It was six o’clock on Friday morning, at least 15 minutes before dawn over Texas’ capital city, and scores of vehicles had already crowded into the parking lot at Barton Springs Pool, a few miles — and in some ways, an entire world — from the lighted skyscrapers of downtown.

Jeremy Baumann, a local health care worker, had already been in the water for an hour, getting in his daily laps. As the city settled in for another day of triple-digit heat, a devoted procession that would reach several thousand by the evening headed toward the three-acre, spring-fed pool: families hauling plastic floaties, workers briefly escaping from offices, longtime friends and neighbors meeting poolside as much to socialize as to swim.

When Austinites talk about Barton Springs, they do so in almost spiritual terms. “It’s very much a sacred place,” said Kim McKnight, manager of historic preservation and tourism for the city’s Parks and Recreation Department. “I recognize not everybody goes there, but for those who do they can’t imagine life without it.”

A part of the Austin landscape since the early 20th century, the pool is so beloved that residents resorted to near rebellion to save it from developers in the 1990s. Marriages and funerals are regularly held on its grassy banks. The city brags on its website that the actor Robert Redford learned to swim there at the age of 5 when he was visiting family in Austin.

Texas was gripped early on with a powerful heat wave that has now spread across the South and Southwest, leaving large parts of the country to battle perilously high temperatures. Over 93 million people were under excessive heat warnings or advisories for the coming weekend, as dangerous heat spanned the country from the West Coast to the Gulf Coast and threatened to break records in California, Arizona and elsewhere.

In Austin, where temperatures as high as 107 were forecast to persist through much of the coming week, the cars kept pulling into the parking lot at the springs, where the water temperature — winter or summer — averages a comfortable 68 to 71 degrees.

Waiting in the long lines at midday to enter Barton Springs Pool — admission is $5 a person for adult residents — is sometimes the difficult part. Cassidy Stillwell, a lifeguard and facilities manager, said those waiting in line were at times subjected to heat stress. Patrons are advised to arrive with sunblock and water.
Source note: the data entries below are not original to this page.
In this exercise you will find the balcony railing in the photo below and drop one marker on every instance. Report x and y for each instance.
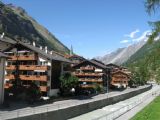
(44, 88)
(87, 86)
(29, 77)
(27, 67)
(8, 85)
(90, 80)
(87, 68)
(23, 57)
(88, 74)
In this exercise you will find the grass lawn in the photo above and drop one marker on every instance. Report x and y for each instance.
(150, 112)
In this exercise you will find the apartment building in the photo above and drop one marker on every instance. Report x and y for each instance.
(91, 73)
(30, 63)
(3, 58)
(119, 76)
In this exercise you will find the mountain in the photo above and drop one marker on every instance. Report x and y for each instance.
(17, 24)
(146, 62)
(121, 55)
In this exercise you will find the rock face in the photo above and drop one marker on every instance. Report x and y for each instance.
(17, 24)
(121, 55)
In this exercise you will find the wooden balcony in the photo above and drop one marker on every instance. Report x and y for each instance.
(23, 57)
(87, 86)
(90, 80)
(34, 77)
(27, 67)
(87, 68)
(29, 77)
(8, 85)
(88, 74)
(44, 88)
(10, 77)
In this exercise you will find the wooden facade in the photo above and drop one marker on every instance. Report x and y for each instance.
(119, 76)
(91, 73)
(30, 64)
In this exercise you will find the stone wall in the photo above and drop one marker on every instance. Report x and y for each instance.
(64, 114)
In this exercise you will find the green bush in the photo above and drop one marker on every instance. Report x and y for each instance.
(68, 81)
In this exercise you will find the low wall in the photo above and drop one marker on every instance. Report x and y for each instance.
(64, 114)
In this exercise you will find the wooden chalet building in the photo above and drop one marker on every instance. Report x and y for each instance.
(119, 79)
(76, 59)
(32, 64)
(119, 76)
(3, 58)
(91, 73)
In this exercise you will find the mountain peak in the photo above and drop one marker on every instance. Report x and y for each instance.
(17, 24)
(121, 55)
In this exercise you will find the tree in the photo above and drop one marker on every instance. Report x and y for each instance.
(152, 6)
(68, 81)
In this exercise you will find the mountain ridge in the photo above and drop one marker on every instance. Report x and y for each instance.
(17, 24)
(121, 55)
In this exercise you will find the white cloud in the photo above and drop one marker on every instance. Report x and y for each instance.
(124, 41)
(142, 37)
(132, 34)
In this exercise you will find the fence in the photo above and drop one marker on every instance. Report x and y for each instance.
(115, 114)
(52, 107)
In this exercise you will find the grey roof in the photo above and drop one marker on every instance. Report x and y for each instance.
(92, 62)
(8, 40)
(3, 55)
(54, 56)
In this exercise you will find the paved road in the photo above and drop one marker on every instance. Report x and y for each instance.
(15, 110)
(128, 115)
(110, 112)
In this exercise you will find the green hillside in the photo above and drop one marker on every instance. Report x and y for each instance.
(17, 24)
(146, 62)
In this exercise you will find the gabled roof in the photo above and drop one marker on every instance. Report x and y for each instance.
(7, 40)
(97, 61)
(120, 73)
(112, 65)
(3, 55)
(53, 56)
(91, 62)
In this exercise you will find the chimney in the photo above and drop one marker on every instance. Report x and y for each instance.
(2, 36)
(40, 47)
(46, 50)
(34, 44)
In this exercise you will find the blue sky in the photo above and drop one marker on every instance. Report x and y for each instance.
(93, 27)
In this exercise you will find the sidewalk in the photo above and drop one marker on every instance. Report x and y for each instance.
(123, 110)
(13, 112)
(128, 115)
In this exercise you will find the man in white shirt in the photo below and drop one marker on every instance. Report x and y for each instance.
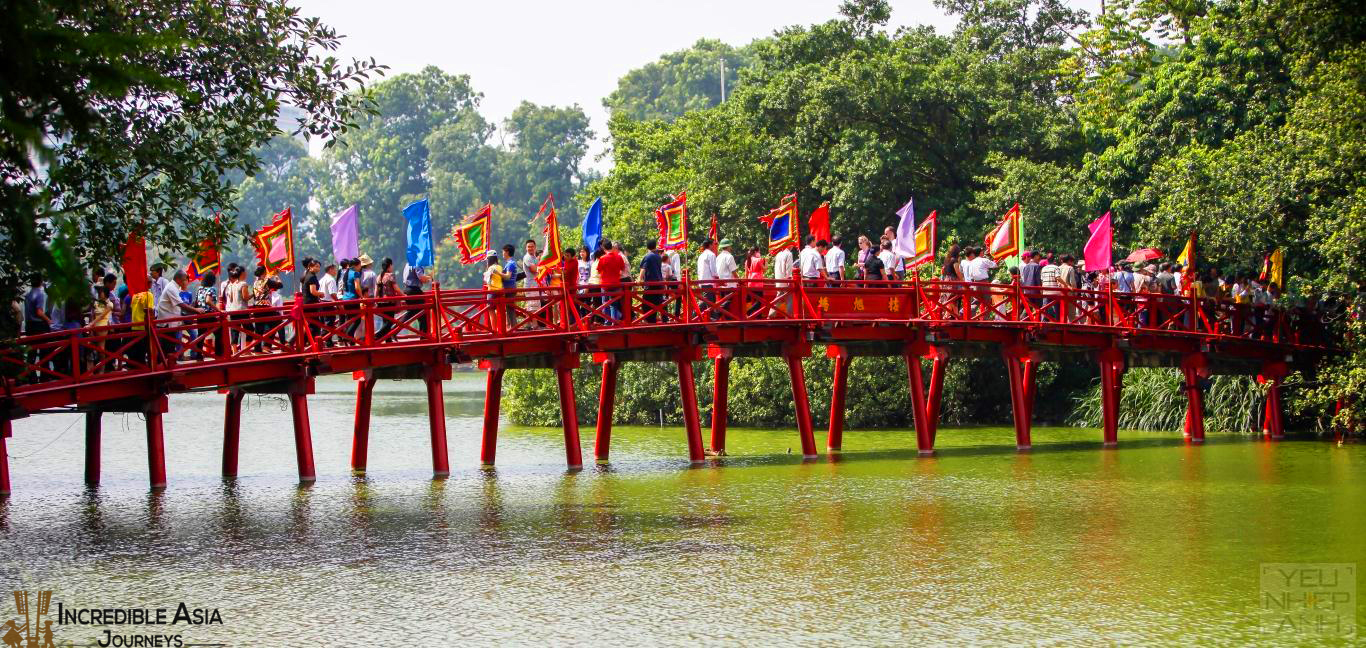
(706, 272)
(812, 261)
(328, 283)
(835, 261)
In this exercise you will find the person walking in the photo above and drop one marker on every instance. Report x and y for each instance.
(652, 279)
(835, 261)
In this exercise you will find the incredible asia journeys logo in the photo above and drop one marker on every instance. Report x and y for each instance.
(32, 630)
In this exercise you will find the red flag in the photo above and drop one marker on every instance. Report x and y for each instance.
(818, 224)
(135, 264)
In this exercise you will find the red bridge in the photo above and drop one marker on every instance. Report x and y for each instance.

Fed from four springs pouring in from the Edwards Aquifer, the pool, with its natural bottom, concrete sides and decking, and a wide expanse of trees and lawns, resembles a lake or river more than a pool — a natural oasis in the middle of a city that is one of the fastest growing in the United States.

“We love it, especially being so hot outside,” said Cedric Atwood of Dallas, who woke up with his family at about 4 a.m. and set out for the springs. Mr. Atwood, his wife, daughter and grandson arrived about four hours later with an armload of pool toys and plans to stay for most of the day before heading back in the midafternoon.

Many of those gathered along the banks shared memories of the pool dating back to their childhood.

Lynn Cooksey, the 88-year-old wife of the former mayor Frank Cooksey, said she first starting coming to Barton Springs when she was a freshman at the University of Texas in 1953. On Friday, she was wearing a flowered bathing cap and sitting alongside her close friend, Anne Wheat, whose parents first brought her to the pool shortly after she was born in 1957. Ms. Wheat’s parents met on a blind date at the pool in the late 1940s.

The two women planned to swim, but, like many of the pool’s regulars, they had also come to absorb the tranquillity that seems to radiate across the surrounding landscape of Zilker Metropolitan Park.

“It’s such a beautiful natural setting,” said Ms. Cooksey, who gets free admittance with her pass for those 80 and older.

The pool is home to a variety of fish and turtles, and is also a federally protected habitat for the endangered Barton Springs salamander. Many of those who came on Friday brought goggles and flippers to plumb the pool’s 18-foot depths, hoping for a glimpse of the invisible life below.

Patricia Bobeck, a hydrogeologist who lives about three miles away, said she often donned a snorkel and swam from one end of the pool to the other.

“It’s fascinating,” she said. “It’s like swimming in an aquarium. It’s like being a guest where the fish live.”